People In Glass Houses....
…shouldn't throw stones. This expression, added to my literary repertoire as a child courtesy of liberal use by my dear mother, comes to mind as I hear of the latest security stumbles by Apple and the Firefox folks. Here's another term that this situation makes me think of; karma, the law of cause and effect. Both Apple and the open-source team that develops Firefox have in the past, and with no shortage of glee, ripped into Microsoft's many security stumbles. The cosmic reaction to their naive actions has, it seems, manifested.
At the moment, Apple's dealing with two separate issues. Buried within the release notes for the recently-released v4.8 update to iTunes is the admission that it resolves a buffer overflow vulnerability in prior revisions' MPEG-4 parser code that could allow the execution of arbitrary code. Unless Apple is more upfront with the issue, and in the absence of another compelling feature motivation to upgrade (sorry, I'm not into buying music videos, especially if I can't play them on an iPod), I wonder how many iTunes users will bother with the multi-MByte download and installation? Especially when recent-past upgrades have stealthily restricted consumers' usage rights?
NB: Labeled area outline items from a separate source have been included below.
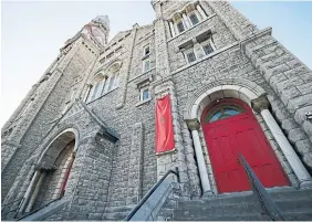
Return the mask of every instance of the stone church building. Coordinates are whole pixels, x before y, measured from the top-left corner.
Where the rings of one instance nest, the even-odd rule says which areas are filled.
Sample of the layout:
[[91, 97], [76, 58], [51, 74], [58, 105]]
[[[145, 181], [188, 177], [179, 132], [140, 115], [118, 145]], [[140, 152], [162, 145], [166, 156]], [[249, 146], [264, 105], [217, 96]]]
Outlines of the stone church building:
[[312, 198], [311, 70], [228, 1], [150, 3], [111, 41], [107, 17], [84, 25], [6, 123], [2, 220], [123, 219], [170, 169], [159, 202], [250, 193], [239, 154], [268, 190]]

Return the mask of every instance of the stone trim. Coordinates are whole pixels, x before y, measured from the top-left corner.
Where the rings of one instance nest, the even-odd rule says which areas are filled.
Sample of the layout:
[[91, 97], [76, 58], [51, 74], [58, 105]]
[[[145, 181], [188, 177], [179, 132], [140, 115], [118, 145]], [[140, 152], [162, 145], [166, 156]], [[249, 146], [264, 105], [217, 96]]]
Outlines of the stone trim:
[[268, 109], [270, 103], [266, 96], [260, 96], [251, 101], [251, 107], [256, 113], [260, 113], [263, 109]]
[[206, 21], [212, 19], [212, 18], [216, 17], [216, 15], [217, 15], [216, 13], [215, 13], [215, 14], [211, 14], [210, 17], [204, 19], [202, 21], [198, 22], [197, 24], [195, 24], [195, 25], [193, 25], [193, 27], [186, 29], [185, 31], [180, 32], [179, 34], [177, 34], [177, 35], [175, 35], [175, 36], [173, 36], [173, 38], [170, 38], [169, 40], [167, 40], [167, 42], [169, 43], [169, 42], [173, 41], [174, 39], [176, 39], [176, 38], [183, 35], [183, 34], [186, 33], [186, 32], [189, 32], [190, 30], [193, 30], [193, 29], [195, 29], [196, 27], [200, 25], [201, 23], [204, 23], [204, 22], [206, 22]]
[[174, 139], [175, 139], [174, 151], [169, 151], [166, 154], [162, 154], [160, 156], [157, 156], [157, 178], [159, 179], [162, 176], [164, 176], [167, 170], [178, 167], [180, 183], [181, 183], [180, 186], [185, 187], [185, 189], [183, 189], [181, 195], [188, 199], [189, 179], [187, 175], [185, 150], [184, 150], [181, 129], [179, 124], [175, 83], [173, 82], [173, 78], [169, 76], [155, 82], [153, 85], [155, 86], [155, 99], [170, 94]]
[[212, 52], [212, 53], [210, 53], [208, 55], [202, 56], [201, 59], [198, 59], [198, 60], [194, 61], [193, 63], [188, 63], [188, 64], [186, 64], [186, 65], [184, 65], [184, 66], [173, 71], [171, 75], [175, 75], [175, 74], [177, 74], [177, 73], [179, 73], [179, 72], [181, 72], [181, 71], [184, 71], [186, 68], [189, 68], [189, 67], [191, 67], [191, 66], [194, 66], [194, 65], [196, 65], [196, 64], [198, 64], [198, 63], [200, 63], [200, 62], [202, 62], [205, 60], [214, 57], [215, 55], [218, 55], [218, 54], [220, 54], [220, 53], [222, 53], [222, 52], [225, 52], [225, 51], [227, 51], [227, 50], [229, 50], [229, 49], [231, 49], [233, 46], [237, 46], [237, 45], [239, 45], [239, 42], [233, 42], [232, 44], [229, 44], [229, 45], [227, 45], [227, 46], [225, 46], [225, 47], [222, 47], [220, 50], [217, 50], [217, 51], [215, 51], [215, 52]]
[[[215, 94], [215, 96], [212, 96]], [[217, 98], [236, 97], [250, 105], [250, 101], [266, 95], [266, 91], [256, 83], [243, 78], [223, 78], [211, 82], [189, 97], [184, 114], [185, 119], [197, 118], [198, 112], [204, 110], [202, 101], [210, 103]], [[207, 104], [206, 104], [207, 105]]]
[[129, 151], [129, 172], [126, 204], [136, 204], [143, 198], [144, 127], [142, 123], [133, 125]]

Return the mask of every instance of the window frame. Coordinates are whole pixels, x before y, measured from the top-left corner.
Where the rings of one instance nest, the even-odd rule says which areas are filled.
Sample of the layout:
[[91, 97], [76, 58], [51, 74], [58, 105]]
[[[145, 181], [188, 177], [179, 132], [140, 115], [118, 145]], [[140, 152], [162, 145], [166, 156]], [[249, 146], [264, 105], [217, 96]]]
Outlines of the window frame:
[[[183, 25], [183, 31], [179, 30], [179, 24]], [[183, 32], [186, 31], [186, 25], [185, 25], [183, 19], [180, 19], [180, 20], [178, 20], [178, 21], [176, 22], [176, 28], [177, 28], [178, 33], [183, 33]]]
[[[146, 92], [146, 91], [148, 92], [148, 96], [146, 98], [144, 98], [144, 92]], [[138, 105], [146, 103], [150, 99], [152, 99], [152, 96], [150, 96], [149, 84], [144, 84], [142, 87], [139, 87], [139, 103], [138, 103]]]
[[[191, 17], [196, 17], [196, 19], [197, 19], [197, 23], [193, 23], [193, 20], [190, 19]], [[194, 11], [191, 11], [190, 13], [188, 13], [188, 19], [189, 19], [189, 21], [190, 21], [190, 24], [193, 25], [193, 27], [195, 27], [195, 25], [197, 25], [199, 22], [200, 22], [200, 20], [199, 20], [199, 18], [198, 18], [198, 14], [196, 13], [196, 11], [194, 10]]]
[[[148, 70], [146, 70], [146, 63], [148, 63]], [[152, 70], [152, 67], [150, 67], [150, 60], [149, 59], [144, 60], [143, 61], [143, 73], [147, 73], [150, 70]]]
[[[206, 45], [208, 45], [208, 44], [212, 47], [214, 51], [212, 51], [211, 53], [209, 53], [209, 54], [206, 54], [204, 47], [205, 47]], [[212, 36], [210, 36], [208, 40], [206, 40], [206, 41], [204, 41], [204, 42], [200, 42], [200, 45], [201, 45], [201, 49], [202, 49], [202, 52], [204, 52], [204, 55], [205, 55], [205, 56], [206, 56], [206, 55], [210, 55], [210, 54], [212, 54], [214, 52], [216, 52], [216, 46], [215, 46], [215, 44], [214, 44]]]
[[[194, 57], [195, 57], [195, 60], [191, 61], [191, 62], [189, 62], [189, 60], [188, 60], [188, 54], [190, 54], [190, 53], [193, 53], [193, 54], [194, 54]], [[184, 56], [185, 56], [186, 62], [187, 62], [188, 64], [194, 63], [195, 61], [197, 61], [196, 53], [194, 52], [194, 45], [193, 45], [191, 47], [189, 47], [189, 49], [187, 49], [187, 50], [184, 51]]]
[[[148, 49], [148, 53], [146, 54], [146, 50]], [[146, 44], [143, 46], [143, 57], [150, 55], [150, 44]]]

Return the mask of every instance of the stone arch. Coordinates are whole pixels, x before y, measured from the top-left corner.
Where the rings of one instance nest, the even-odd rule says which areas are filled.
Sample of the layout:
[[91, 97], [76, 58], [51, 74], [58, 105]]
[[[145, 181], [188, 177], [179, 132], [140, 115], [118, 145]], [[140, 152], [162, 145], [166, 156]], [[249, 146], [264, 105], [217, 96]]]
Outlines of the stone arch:
[[[193, 96], [189, 97], [185, 107], [184, 118], [186, 119], [188, 127], [193, 133], [195, 150], [197, 150], [196, 155], [198, 156], [197, 158], [200, 160], [198, 161], [198, 167], [199, 167], [200, 179], [201, 179], [204, 191], [209, 191], [211, 190], [211, 188], [209, 181], [207, 180], [208, 172], [206, 169], [206, 163], [204, 160], [202, 148], [201, 148], [201, 147], [207, 148], [207, 146], [205, 139], [200, 140], [199, 138], [199, 135], [201, 135], [202, 138], [204, 134], [198, 120], [200, 120], [204, 109], [209, 104], [221, 98], [238, 98], [245, 102], [247, 105], [251, 106], [252, 109], [256, 113], [258, 113], [258, 115], [261, 114], [261, 118], [263, 119], [263, 123], [266, 123], [266, 125], [270, 129], [270, 134], [272, 135], [271, 140], [274, 140], [274, 142], [277, 142], [279, 146], [279, 148], [274, 149], [277, 156], [283, 155], [287, 159], [285, 160], [284, 158], [279, 158], [280, 162], [284, 163], [282, 165], [284, 170], [289, 171], [288, 173], [289, 179], [291, 180], [292, 177], [290, 176], [293, 173], [292, 171], [289, 170], [291, 167], [295, 176], [298, 177], [299, 181], [311, 180], [310, 175], [303, 167], [298, 156], [294, 154], [288, 139], [281, 131], [280, 127], [278, 126], [270, 110], [268, 109], [270, 103], [268, 102], [266, 95], [267, 95], [266, 91], [251, 81], [242, 80], [242, 78], [223, 78], [205, 85], [204, 87], [199, 88]], [[268, 138], [268, 135], [266, 136]], [[290, 157], [289, 154], [292, 154], [291, 157], [293, 159], [289, 158]], [[209, 160], [208, 155], [206, 158], [208, 158]], [[214, 173], [211, 172], [211, 170], [209, 170], [209, 168], [208, 171], [211, 175], [211, 177], [209, 178], [211, 179], [211, 182], [214, 182], [215, 180]], [[297, 186], [297, 180], [292, 180], [291, 183], [293, 186]], [[217, 192], [216, 189], [214, 190], [215, 192]]]
[[43, 147], [35, 171], [24, 194], [20, 212], [39, 209], [62, 198], [79, 147], [79, 131], [66, 128], [52, 137]]
[[46, 169], [52, 168], [62, 149], [72, 140], [75, 140], [74, 152], [76, 152], [79, 147], [79, 131], [75, 128], [67, 128], [59, 133], [45, 146], [46, 148], [38, 160], [38, 166]]
[[200, 119], [204, 108], [220, 98], [239, 98], [251, 106], [251, 101], [266, 95], [266, 91], [256, 83], [242, 78], [225, 78], [211, 82], [199, 88], [188, 99], [184, 113], [185, 119]]

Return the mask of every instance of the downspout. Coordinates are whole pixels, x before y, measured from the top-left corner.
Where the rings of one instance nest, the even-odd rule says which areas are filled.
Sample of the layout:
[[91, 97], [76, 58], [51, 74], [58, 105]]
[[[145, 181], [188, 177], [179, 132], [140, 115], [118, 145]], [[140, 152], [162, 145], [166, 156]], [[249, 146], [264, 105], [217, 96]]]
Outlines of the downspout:
[[24, 200], [22, 202], [22, 205], [21, 205], [21, 208], [19, 210], [20, 213], [23, 213], [24, 209], [27, 208], [27, 204], [29, 202], [29, 199], [30, 199], [30, 197], [31, 197], [31, 194], [33, 192], [33, 189], [34, 189], [34, 187], [37, 184], [37, 181], [38, 181], [40, 175], [41, 175], [40, 170], [37, 170], [34, 172], [34, 176], [33, 176], [33, 178], [32, 178], [32, 180], [31, 180], [31, 182], [30, 182], [30, 184], [29, 184], [29, 187], [27, 189], [25, 194], [24, 194], [24, 198], [23, 198]]
[[32, 209], [32, 207], [33, 207], [33, 203], [34, 203], [34, 201], [35, 201], [35, 199], [37, 199], [37, 197], [38, 197], [38, 194], [39, 194], [41, 184], [42, 184], [42, 182], [43, 182], [43, 180], [44, 180], [45, 173], [46, 173], [46, 172], [41, 172], [40, 178], [39, 178], [39, 181], [38, 181], [38, 183], [37, 183], [37, 186], [35, 186], [35, 189], [34, 189], [34, 191], [33, 191], [31, 198], [30, 198], [29, 204], [28, 204], [28, 207], [27, 207], [27, 209], [25, 209], [25, 213], [29, 213], [29, 212], [31, 211], [31, 209]]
Apple's second security snafu is, if anything, even more flabbergasting. After many years' worth of ActiveX Control bashing, Apple has apparently neglected to provide safeguards sufficient to preclude the unintended download and auto-installation of Dashboard widgets through the default Safari web browser. Apple will likely fix the hole, sooner or later, via a security patch or O/S upgrade. But until then, do you think some Tiger early adopters will end up with difficult-to-remove pornographic or other undesireable adware plastered all over their displays? Or worse yet, even more malicious widgets, perhaps obscuring their identities by replacing and mimicking benign applets, and bred for "erasing files, changing ownership and permissions, running AppleScripts and command-line utilities, and so forth"? Yeah, me too.
Firefox v1.0.3 has its own exploit woes. Paraphrasing the advisory released on May 7th, if a user clicks anywhere on a web page containing malicious JavaScript code, that code will automatically create and execute a malicious batch/exe file. Last spring I wrote an editorial that was critical of the lack of O/S upgrade capability in many Linux-powered systems. In response, I was vigorously email-assailed by open-source advocates, claiming that Linux was inherently superior because a) many sets of eyes led to better first-rev code and b) any issues that cropped up would be speedily dealt with.
Well, it's been almost a week since the Firefox exploit was first made public (it has reportedly been on the confidential developers' bug-tracking list much longer than this), and the clock is still ticking. Although I received an RSS feed from VersionTracker earlier today indicating that Firefox v1.0.4 was available, it doesn't appear on Mozilla's site (I just checked again prior to posting this blog entry), and Firefox's 'check for update' facility doesn't know about it either. Better first-rev code? Speedy resolution of issues? Glass houses and stones, indeed.